On the other hand, there are changes that can not be made safely and without small or heavy refactoring. In an existing large-scale application built with Vue 2, you would probably use some of the deprecated or changed APIs. Migration build was supposed to be a bridge between the two versions but with so many deprecated functionalities it doesn't work for large projects. Additionally, the official recommendation for some essential supporting libraries is to migrate to a different one which further increases complexity. With so many moving parts, even if migration build worked it would require a code freeze and a huge amount of work which for big projects translates to many working hours that could be used to tackle technical debt instead.


Vue migration complexity
Each entry links to migration documentation
miro.com

What was not necessary
Vue was always the framework that made sense. You could try guessing how an API should work and you would probably be right. This was no longer the case with Vue 3. An example is the Request for Comment for the new function-based way of writing Vue components which had an overwhelming amount of responses, both positive and negative. No matter where you stand in this argument splitting the community in half is never a good sign and led to Vue’s Darkest Day and a lot of people getting discouraged over this.

Documentation
During development, especially with a new framework, Google and StackOverflow are your best friends. Currently, Vue 2 answers are dominating the results which might cause confusion and frustration since many things don’t work the same in Vue 3.

The ecosystem
A framework is as strong as its ecosystem. Controversial decisions and no accountability while deprecating features drove many contributors away and resulted in many libraries being abandoned. But blaming open source libraries for delays when you don't give them a feasible way to support both versions shows a lack of empathy and lack of understanding of the bigger picture.

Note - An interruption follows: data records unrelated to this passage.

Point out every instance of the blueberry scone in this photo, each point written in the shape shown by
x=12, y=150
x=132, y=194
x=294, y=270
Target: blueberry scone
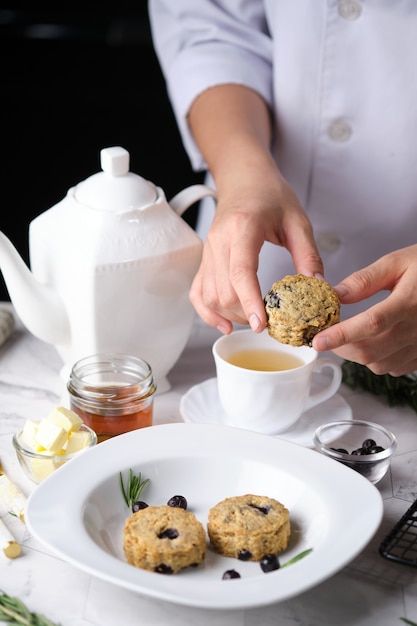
x=298, y=307
x=164, y=539
x=249, y=527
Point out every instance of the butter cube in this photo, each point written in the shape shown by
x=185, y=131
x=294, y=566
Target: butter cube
x=77, y=441
x=41, y=468
x=65, y=418
x=51, y=436
x=29, y=432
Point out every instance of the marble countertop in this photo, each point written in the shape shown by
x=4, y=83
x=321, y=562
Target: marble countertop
x=370, y=591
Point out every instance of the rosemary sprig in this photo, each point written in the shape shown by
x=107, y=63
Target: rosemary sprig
x=13, y=611
x=401, y=390
x=297, y=557
x=133, y=489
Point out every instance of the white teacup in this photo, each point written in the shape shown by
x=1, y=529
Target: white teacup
x=271, y=401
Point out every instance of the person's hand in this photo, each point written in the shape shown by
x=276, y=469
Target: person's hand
x=384, y=338
x=226, y=287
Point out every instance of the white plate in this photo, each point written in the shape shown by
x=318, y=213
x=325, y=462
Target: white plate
x=79, y=512
x=201, y=404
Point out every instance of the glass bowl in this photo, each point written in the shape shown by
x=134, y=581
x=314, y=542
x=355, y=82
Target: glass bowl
x=36, y=465
x=363, y=446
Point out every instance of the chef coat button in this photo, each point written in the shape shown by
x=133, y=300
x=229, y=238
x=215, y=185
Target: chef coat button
x=327, y=241
x=339, y=130
x=349, y=9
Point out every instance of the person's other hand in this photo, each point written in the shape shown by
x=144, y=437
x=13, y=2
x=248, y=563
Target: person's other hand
x=384, y=338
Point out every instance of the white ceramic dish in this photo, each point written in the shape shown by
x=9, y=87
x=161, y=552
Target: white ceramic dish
x=201, y=404
x=79, y=511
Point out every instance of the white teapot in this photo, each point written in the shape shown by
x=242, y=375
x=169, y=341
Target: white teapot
x=112, y=265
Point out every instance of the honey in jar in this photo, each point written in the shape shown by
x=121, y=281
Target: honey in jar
x=112, y=393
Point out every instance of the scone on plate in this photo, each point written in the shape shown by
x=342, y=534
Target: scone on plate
x=164, y=539
x=298, y=307
x=248, y=527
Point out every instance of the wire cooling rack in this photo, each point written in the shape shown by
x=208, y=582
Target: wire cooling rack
x=400, y=544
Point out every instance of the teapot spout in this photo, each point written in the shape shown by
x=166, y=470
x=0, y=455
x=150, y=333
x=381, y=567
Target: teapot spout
x=40, y=309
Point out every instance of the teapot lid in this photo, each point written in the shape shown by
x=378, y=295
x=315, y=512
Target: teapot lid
x=115, y=188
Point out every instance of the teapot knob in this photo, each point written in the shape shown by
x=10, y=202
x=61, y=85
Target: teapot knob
x=115, y=161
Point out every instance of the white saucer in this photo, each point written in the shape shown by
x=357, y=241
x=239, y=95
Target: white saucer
x=201, y=404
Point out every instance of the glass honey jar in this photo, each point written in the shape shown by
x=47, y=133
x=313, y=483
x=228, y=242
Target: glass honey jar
x=112, y=393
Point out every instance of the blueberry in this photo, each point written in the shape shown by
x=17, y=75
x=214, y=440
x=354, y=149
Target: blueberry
x=229, y=574
x=375, y=449
x=163, y=569
x=263, y=509
x=269, y=563
x=178, y=502
x=138, y=506
x=368, y=443
x=169, y=533
x=244, y=555
x=358, y=452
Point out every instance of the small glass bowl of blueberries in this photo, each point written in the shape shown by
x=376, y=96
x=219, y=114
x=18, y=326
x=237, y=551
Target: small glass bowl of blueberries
x=363, y=446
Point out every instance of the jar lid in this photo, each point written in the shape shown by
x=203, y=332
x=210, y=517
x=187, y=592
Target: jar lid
x=113, y=380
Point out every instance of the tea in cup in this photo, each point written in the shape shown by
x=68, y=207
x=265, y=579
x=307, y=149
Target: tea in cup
x=266, y=386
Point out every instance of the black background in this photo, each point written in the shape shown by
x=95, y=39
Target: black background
x=72, y=83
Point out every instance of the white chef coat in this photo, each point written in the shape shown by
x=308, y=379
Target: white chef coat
x=340, y=77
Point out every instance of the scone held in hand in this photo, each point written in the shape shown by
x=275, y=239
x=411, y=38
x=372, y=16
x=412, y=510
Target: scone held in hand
x=298, y=307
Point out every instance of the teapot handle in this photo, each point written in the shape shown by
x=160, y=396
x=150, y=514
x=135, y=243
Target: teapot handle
x=187, y=197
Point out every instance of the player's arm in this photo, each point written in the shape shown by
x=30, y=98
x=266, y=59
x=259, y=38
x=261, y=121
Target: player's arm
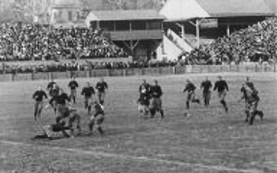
x=83, y=91
x=92, y=90
x=226, y=86
x=215, y=86
x=160, y=92
x=97, y=85
x=106, y=85
x=45, y=95
x=186, y=88
x=35, y=95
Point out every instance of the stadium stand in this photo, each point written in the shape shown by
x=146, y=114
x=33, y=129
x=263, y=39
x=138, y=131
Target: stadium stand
x=21, y=42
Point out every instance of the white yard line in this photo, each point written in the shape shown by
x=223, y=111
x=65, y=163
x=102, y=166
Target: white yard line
x=127, y=157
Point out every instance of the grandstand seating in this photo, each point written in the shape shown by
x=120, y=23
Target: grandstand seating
x=19, y=42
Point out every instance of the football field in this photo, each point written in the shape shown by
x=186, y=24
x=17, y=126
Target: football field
x=210, y=141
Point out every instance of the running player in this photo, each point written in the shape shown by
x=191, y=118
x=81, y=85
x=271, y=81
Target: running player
x=190, y=89
x=206, y=88
x=97, y=119
x=144, y=88
x=38, y=96
x=156, y=101
x=101, y=86
x=250, y=95
x=222, y=88
x=73, y=85
x=88, y=92
x=143, y=105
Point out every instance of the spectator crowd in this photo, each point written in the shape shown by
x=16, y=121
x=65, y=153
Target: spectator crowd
x=257, y=43
x=19, y=42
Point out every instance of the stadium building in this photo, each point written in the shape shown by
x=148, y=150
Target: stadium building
x=201, y=21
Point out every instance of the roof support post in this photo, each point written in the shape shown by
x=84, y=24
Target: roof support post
x=98, y=24
x=197, y=25
x=228, y=30
x=182, y=26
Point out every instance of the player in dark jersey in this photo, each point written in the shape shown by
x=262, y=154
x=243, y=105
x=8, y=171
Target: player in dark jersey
x=73, y=85
x=38, y=96
x=98, y=118
x=190, y=89
x=144, y=88
x=54, y=92
x=250, y=95
x=143, y=105
x=88, y=93
x=101, y=87
x=206, y=88
x=222, y=88
x=156, y=101
x=50, y=86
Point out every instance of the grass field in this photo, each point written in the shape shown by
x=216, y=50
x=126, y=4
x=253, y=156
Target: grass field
x=209, y=142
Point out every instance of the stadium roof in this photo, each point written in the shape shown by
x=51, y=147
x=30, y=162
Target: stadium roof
x=180, y=10
x=67, y=4
x=123, y=15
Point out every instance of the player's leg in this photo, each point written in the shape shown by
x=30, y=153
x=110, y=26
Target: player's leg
x=36, y=110
x=89, y=105
x=73, y=96
x=159, y=107
x=252, y=114
x=103, y=94
x=222, y=100
x=74, y=119
x=208, y=98
x=194, y=99
x=247, y=111
x=188, y=100
x=99, y=121
x=86, y=103
x=152, y=107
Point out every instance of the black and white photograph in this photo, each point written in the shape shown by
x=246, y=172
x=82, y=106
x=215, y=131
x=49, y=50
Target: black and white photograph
x=138, y=86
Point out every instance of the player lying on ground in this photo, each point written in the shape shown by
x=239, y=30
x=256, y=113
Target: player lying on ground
x=97, y=119
x=53, y=130
x=250, y=95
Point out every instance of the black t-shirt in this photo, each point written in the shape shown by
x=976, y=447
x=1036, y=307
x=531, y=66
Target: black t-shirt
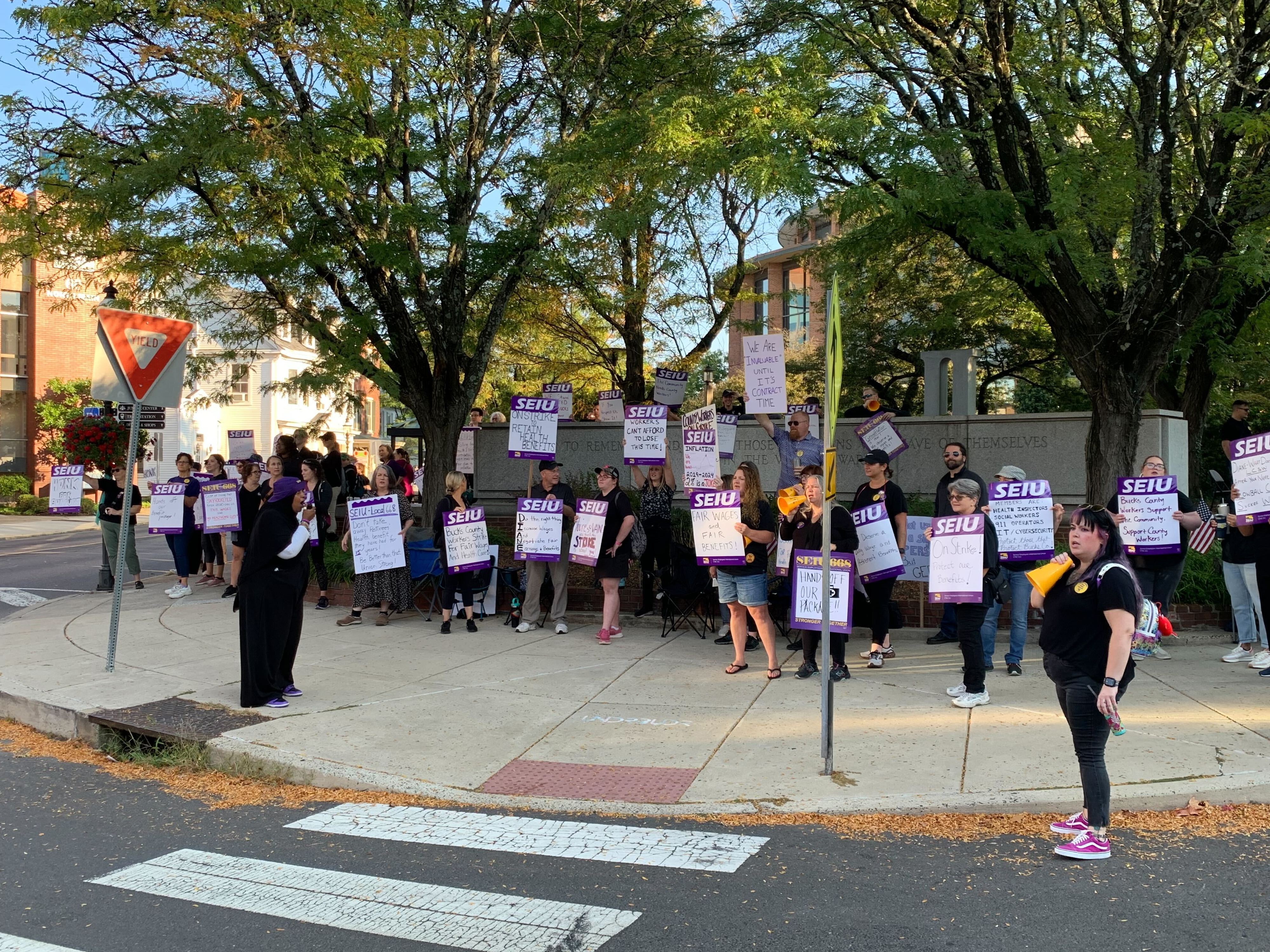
x=1161, y=562
x=756, y=553
x=112, y=498
x=1075, y=628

The true power of a framework comes from the community and the ecosystem around it.

The past
If you were lucky enough to write code around 2015 chances are that you would be using the most dominant framework at the time, AngularJS.

The transition to Vue 3 looks a lot like the transition from AngularJS to Angular (Version 1⇒ 2)*. A lot of delays and breaking changes led to frustration and eventually Angular lost traction to React and Vue.

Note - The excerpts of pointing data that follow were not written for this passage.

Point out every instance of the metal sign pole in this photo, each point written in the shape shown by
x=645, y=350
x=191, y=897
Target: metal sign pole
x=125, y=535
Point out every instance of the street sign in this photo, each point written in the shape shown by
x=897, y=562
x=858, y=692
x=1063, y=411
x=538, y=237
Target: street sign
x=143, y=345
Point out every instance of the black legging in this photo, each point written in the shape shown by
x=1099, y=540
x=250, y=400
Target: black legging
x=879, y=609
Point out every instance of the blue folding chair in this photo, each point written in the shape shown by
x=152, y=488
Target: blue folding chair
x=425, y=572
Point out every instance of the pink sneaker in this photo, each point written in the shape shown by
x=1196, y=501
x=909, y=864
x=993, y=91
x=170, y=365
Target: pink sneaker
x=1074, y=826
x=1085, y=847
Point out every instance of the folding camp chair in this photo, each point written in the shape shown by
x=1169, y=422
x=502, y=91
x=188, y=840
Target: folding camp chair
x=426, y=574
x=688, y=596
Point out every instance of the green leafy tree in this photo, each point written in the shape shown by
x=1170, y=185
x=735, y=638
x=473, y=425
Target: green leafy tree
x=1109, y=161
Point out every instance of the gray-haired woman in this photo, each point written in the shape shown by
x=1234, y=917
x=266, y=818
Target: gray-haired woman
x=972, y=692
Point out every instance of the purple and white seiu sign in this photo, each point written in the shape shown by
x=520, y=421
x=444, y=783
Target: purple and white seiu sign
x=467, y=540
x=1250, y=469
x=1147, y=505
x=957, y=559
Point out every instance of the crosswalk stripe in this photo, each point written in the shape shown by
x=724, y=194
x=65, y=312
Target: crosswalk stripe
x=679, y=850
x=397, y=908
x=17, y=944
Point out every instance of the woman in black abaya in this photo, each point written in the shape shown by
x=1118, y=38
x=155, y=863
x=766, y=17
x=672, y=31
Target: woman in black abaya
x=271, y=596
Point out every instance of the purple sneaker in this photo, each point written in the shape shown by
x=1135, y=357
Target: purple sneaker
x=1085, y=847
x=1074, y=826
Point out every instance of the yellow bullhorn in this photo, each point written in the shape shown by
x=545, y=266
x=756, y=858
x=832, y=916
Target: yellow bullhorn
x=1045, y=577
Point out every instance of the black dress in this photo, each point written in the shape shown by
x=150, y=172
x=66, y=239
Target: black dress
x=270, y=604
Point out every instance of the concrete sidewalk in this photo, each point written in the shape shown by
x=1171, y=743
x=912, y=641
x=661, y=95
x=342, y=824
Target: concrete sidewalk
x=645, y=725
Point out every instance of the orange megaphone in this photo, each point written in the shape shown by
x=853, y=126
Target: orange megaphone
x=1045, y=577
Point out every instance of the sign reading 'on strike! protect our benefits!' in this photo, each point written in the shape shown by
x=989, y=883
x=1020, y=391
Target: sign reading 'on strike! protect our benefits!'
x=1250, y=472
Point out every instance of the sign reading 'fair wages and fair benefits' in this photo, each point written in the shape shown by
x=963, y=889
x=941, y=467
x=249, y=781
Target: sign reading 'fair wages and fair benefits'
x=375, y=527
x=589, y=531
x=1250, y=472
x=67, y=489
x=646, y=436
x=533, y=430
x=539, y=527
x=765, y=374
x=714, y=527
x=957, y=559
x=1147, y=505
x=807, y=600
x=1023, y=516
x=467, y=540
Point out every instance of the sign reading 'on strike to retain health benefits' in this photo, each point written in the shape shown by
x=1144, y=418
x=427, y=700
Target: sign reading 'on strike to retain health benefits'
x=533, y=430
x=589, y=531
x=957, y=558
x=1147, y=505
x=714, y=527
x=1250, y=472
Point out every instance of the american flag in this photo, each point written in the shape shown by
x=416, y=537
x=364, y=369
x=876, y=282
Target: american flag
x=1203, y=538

*update: The comparison with AngularJS triggered a lot of comments. From my personal experience migration in both cases was equally hard, time-consuming and unclear. In any case, the point of this article is to avoid making this mistake again so, please don't get distracted from that.

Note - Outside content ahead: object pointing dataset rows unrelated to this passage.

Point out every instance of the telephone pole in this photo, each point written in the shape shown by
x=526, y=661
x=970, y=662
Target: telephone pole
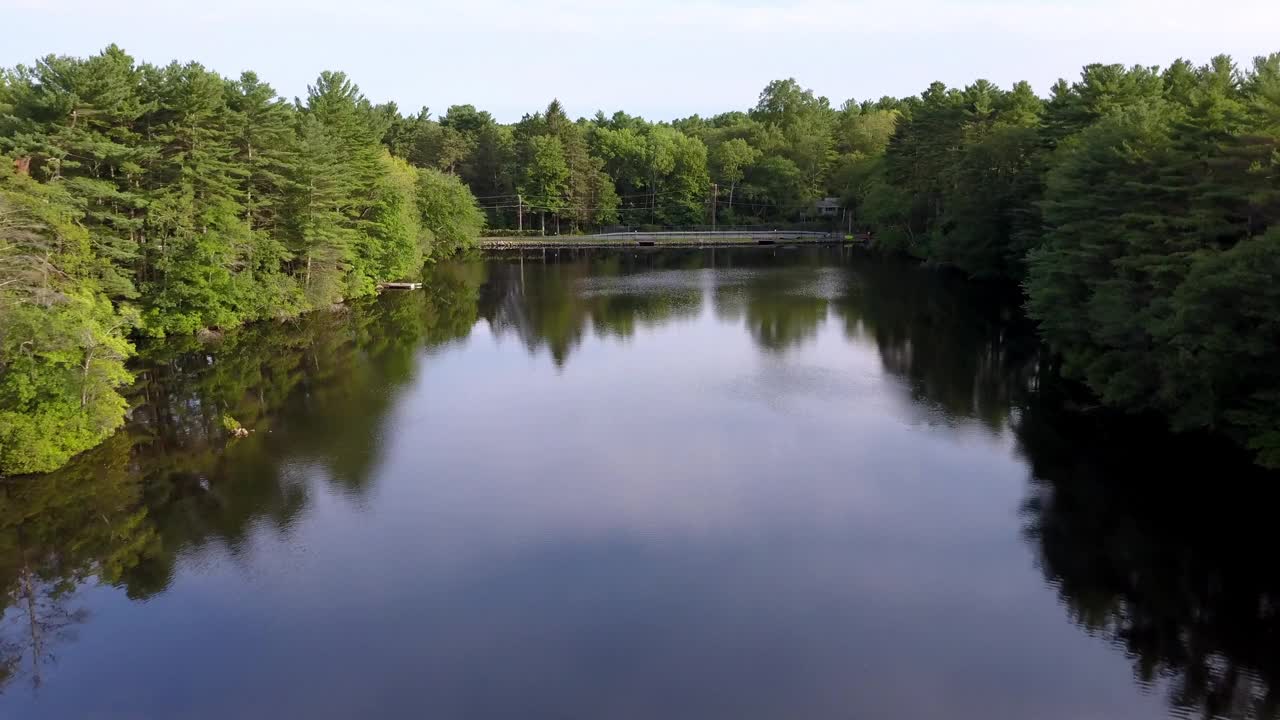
x=714, y=201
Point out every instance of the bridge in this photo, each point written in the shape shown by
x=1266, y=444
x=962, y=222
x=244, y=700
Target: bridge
x=675, y=238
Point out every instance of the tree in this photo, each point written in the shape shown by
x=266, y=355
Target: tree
x=447, y=212
x=544, y=177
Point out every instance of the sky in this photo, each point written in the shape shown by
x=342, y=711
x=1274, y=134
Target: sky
x=661, y=59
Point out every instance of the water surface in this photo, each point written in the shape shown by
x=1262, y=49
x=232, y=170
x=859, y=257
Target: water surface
x=755, y=483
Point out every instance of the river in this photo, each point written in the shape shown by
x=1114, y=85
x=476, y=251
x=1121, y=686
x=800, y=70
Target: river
x=676, y=483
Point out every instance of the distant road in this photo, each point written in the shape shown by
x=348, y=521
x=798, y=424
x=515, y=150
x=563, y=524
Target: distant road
x=670, y=238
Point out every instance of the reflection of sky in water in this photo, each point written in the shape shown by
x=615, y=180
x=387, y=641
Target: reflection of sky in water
x=672, y=525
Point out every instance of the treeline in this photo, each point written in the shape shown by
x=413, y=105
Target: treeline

And if you are a full-stack engineer you are probably familiar with the same situation happening around 10 years ago in the Python ecosystem. For around a decade many projects couldn't upgrade because many core libraries didn't add Python 3 support and new libraries emerged that only supported Python 3. Of course, later Python releases started adding new and shiny features only on version 3 and this messy situation is not yet really over.

The Future - Will this happen again?
It looks like the way forward is going backwards, and porting everything to the migration build, but the damage is already done and development satisfaction is not looking good and can’t be ignored. Having the vision to involve the framework over time is reasonable but Development Experience is one of the framework's core responsibilities. Vue 4 should take into account the whole ecosystem and provide a migration path or it will be the best framework that no one will want to use.